Keywords: allo-SCT, cardiovascular risks, long term survivors
Introduction
As increasing numbers of patients have received hematopoietic stem cell transplants (SCT) and survival rates have improved, the population of individuals surviving decades after SCT has expanded. After allogeneic transplantation, 25% of mortality in the first decade is attributed to treatment related causes [1]. While relapse and chronic graft versus host disease (cGVHD) remain the most common causes of mortality, survivors are also faced with endocrine dysfunction, infertility, osteoporosis, pulmonary, renal and immune dysfunction, gynecologic and ophthalmologic problems for many years post SCT [2–7]. Cardiovascular disease, the leading cause of mortality in the general population, is an increasing concern in long term survivors. Due to disease and transplantation related radiation, chemotherapy, immunosuppression, prolonged hospitalizations and deconditioning, the risk of premature death from cardiac complications has been reported to be 2.3 times higher among SCT survivors [1, 8].
Cardiovascular disease is a chronic condition with a long latency between developing vascular damage and acute cardiovascular events. Symptomatic cardiovascular disease may manifest decades after transplantation, making assessment of the relationship of cardiovascular events to SCT difficult. Alternatively, cardiovascular risk factors are detectible earlier and predict the course of cardiovascular disease.
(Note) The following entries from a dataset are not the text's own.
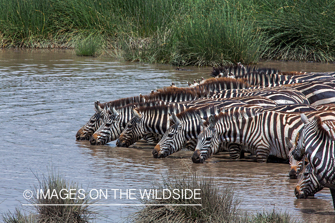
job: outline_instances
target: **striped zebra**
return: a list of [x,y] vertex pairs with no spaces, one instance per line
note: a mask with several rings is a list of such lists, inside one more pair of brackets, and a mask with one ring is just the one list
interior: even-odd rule
[[227,70],[228,70],[227,75],[230,77],[246,80],[247,82],[253,85],[266,85],[290,80],[293,83],[317,80],[335,81],[333,77],[326,73],[306,74],[295,72],[283,72],[273,68],[258,68],[247,66],[244,66],[243,68],[233,67],[231,68],[227,67],[215,68],[211,75],[216,77],[220,74],[223,73]]
[[[288,158],[290,150],[285,137],[294,138],[302,127],[300,113],[268,111],[253,116],[247,110],[232,114],[228,111],[211,115],[204,123],[192,157],[193,162],[203,162],[216,152],[222,141],[248,147],[258,162],[266,161],[270,155]],[[332,111],[306,114],[310,117],[319,115],[324,121],[335,119],[335,112]]]
[[330,189],[335,210],[334,120],[333,122],[323,121],[319,116],[315,115],[310,121],[304,113],[301,114],[301,120],[304,125],[299,131],[298,140],[295,148],[292,151],[292,155],[295,159],[299,160],[306,154],[315,171],[318,181],[322,186]]
[[[161,101],[153,101],[161,102]],[[150,103],[151,104],[150,104]],[[161,102],[158,104],[155,102],[152,104],[148,102],[141,104],[132,104],[123,107],[114,108],[110,106],[108,110],[109,116],[106,118],[99,128],[96,130],[91,137],[90,142],[91,145],[104,144],[116,140],[123,130],[127,123],[134,117],[133,109],[134,105],[137,107],[148,107],[155,105],[165,104],[171,106],[185,106],[186,108],[193,107],[199,107],[211,104],[212,106],[216,104],[222,105],[223,106],[240,106],[243,105],[251,108],[259,108],[260,106],[253,104],[248,104],[241,101],[232,100],[216,101],[211,99],[200,99],[192,101],[181,102],[172,103]],[[145,139],[146,140],[146,139]],[[151,141],[150,142],[154,142]],[[157,142],[156,142],[157,143]]]
[[[218,79],[211,78],[206,80],[204,83],[199,85],[195,90],[198,89],[203,95],[211,97],[213,95],[217,95],[222,93],[233,92],[236,93],[251,92],[264,92],[266,91],[277,91],[288,94],[291,97],[294,97],[298,100],[298,103],[309,104],[308,99],[299,90],[290,87],[276,86],[265,87],[263,86],[253,86],[243,80],[235,80],[231,78],[221,78]],[[288,96],[286,96],[286,97]],[[282,104],[285,104],[281,103]]]
[[[269,111],[296,112],[299,111],[317,110],[311,106],[304,104],[293,104],[262,109],[248,109],[245,107],[226,108],[232,113],[238,110],[241,111],[242,110],[248,109],[253,114]],[[197,115],[200,117],[197,117]],[[170,120],[170,127],[154,148],[152,152],[154,157],[163,158],[179,151],[185,142],[192,140],[196,143],[198,136],[200,131],[201,124],[203,121],[201,119],[206,119],[208,116],[208,113],[200,109],[197,110],[188,109],[178,114],[173,114]],[[223,149],[226,148],[229,151],[230,158],[232,159],[239,158],[243,151],[248,150],[247,148],[242,147],[240,145],[239,146],[236,144],[230,144],[231,143],[228,143],[226,145],[221,146],[221,148]],[[194,148],[192,148],[190,149],[194,150]],[[222,151],[220,150],[217,152]]]
[[[163,105],[166,102],[161,101],[147,101],[141,103],[133,103],[122,107],[115,108],[110,104],[107,109],[107,114],[104,121],[92,135],[89,140],[91,145],[102,145],[112,141],[116,140],[127,125],[127,122],[132,117],[132,110],[134,106],[150,106],[157,105]],[[108,128],[110,131],[104,137],[99,137],[104,134],[104,130]],[[151,137],[146,137],[146,140],[150,141],[152,140]]]
[[89,140],[91,136],[108,115],[107,109],[108,105],[113,107],[119,107],[127,104],[144,101],[143,98],[139,96],[130,97],[112,101],[104,103],[100,103],[98,101],[94,102],[96,112],[89,119],[88,121],[78,130],[76,134],[76,138],[78,140]]
[[295,186],[294,193],[297,198],[306,199],[308,197],[314,197],[324,187],[318,181],[318,177],[312,166],[308,163]]
[[[116,145],[120,147],[128,147],[141,138],[144,134],[151,133],[162,135],[170,126],[170,114],[179,113],[185,109],[168,105],[134,108],[134,117],[128,122],[120,134]],[[202,105],[198,108],[210,108],[214,113],[219,111],[219,105]]]
[[[300,98],[302,97],[304,99],[307,98],[309,103],[313,106],[335,102],[335,83],[323,81],[288,85],[286,84],[289,83],[285,82],[282,83],[285,84],[285,85],[273,84],[266,87],[264,86],[253,86],[243,80],[238,79],[234,81],[234,80],[224,78],[218,79],[211,78],[199,85],[198,87],[202,91],[209,92],[210,94],[217,93],[221,91],[232,89],[275,90],[276,88],[288,87],[289,88],[288,89],[291,91],[294,91],[296,93],[299,92],[298,94],[300,95]],[[294,90],[292,90],[292,89]],[[281,90],[281,91],[283,92],[282,90]]]
[[297,96],[296,94],[293,92],[289,94],[276,90],[263,91],[260,90],[258,91],[248,91],[246,89],[231,89],[224,91],[219,94],[214,95],[211,97],[213,98],[228,98],[247,96],[265,97],[272,100],[277,105],[288,104],[309,104],[308,101],[306,97],[306,100],[304,100],[300,97],[300,96]]
[[[327,111],[329,110],[335,110],[335,104],[328,104],[323,105],[318,105],[315,106],[314,107],[318,111]],[[306,110],[300,110],[300,111],[304,112],[308,111]],[[290,148],[292,148],[296,143],[297,140],[297,137],[296,137],[295,142],[293,142],[288,138],[285,139],[286,140],[286,144],[288,145]],[[304,161],[298,161],[296,160],[293,157],[291,154],[292,150],[291,149],[289,152],[288,156],[289,158],[289,163],[291,170],[288,174],[289,178],[291,179],[296,179],[299,175],[299,173],[304,169]],[[305,159],[304,158],[303,159]]]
In post-transplant survivors, the well-established risk factors (smoking, hypertension, obesity, diabetes, dyslipidemia, family history, sedentary lifestyle) couple with transplant related factors to increase cardiovascular disease risk [9]. These factors include cumulative exposure to chest irradiation, anthracyclines, transplant conditioning regimen (myeloablative or non-myeloablative), GVHD, endocrine dysfunction and prolonged immunosuppressive therapy.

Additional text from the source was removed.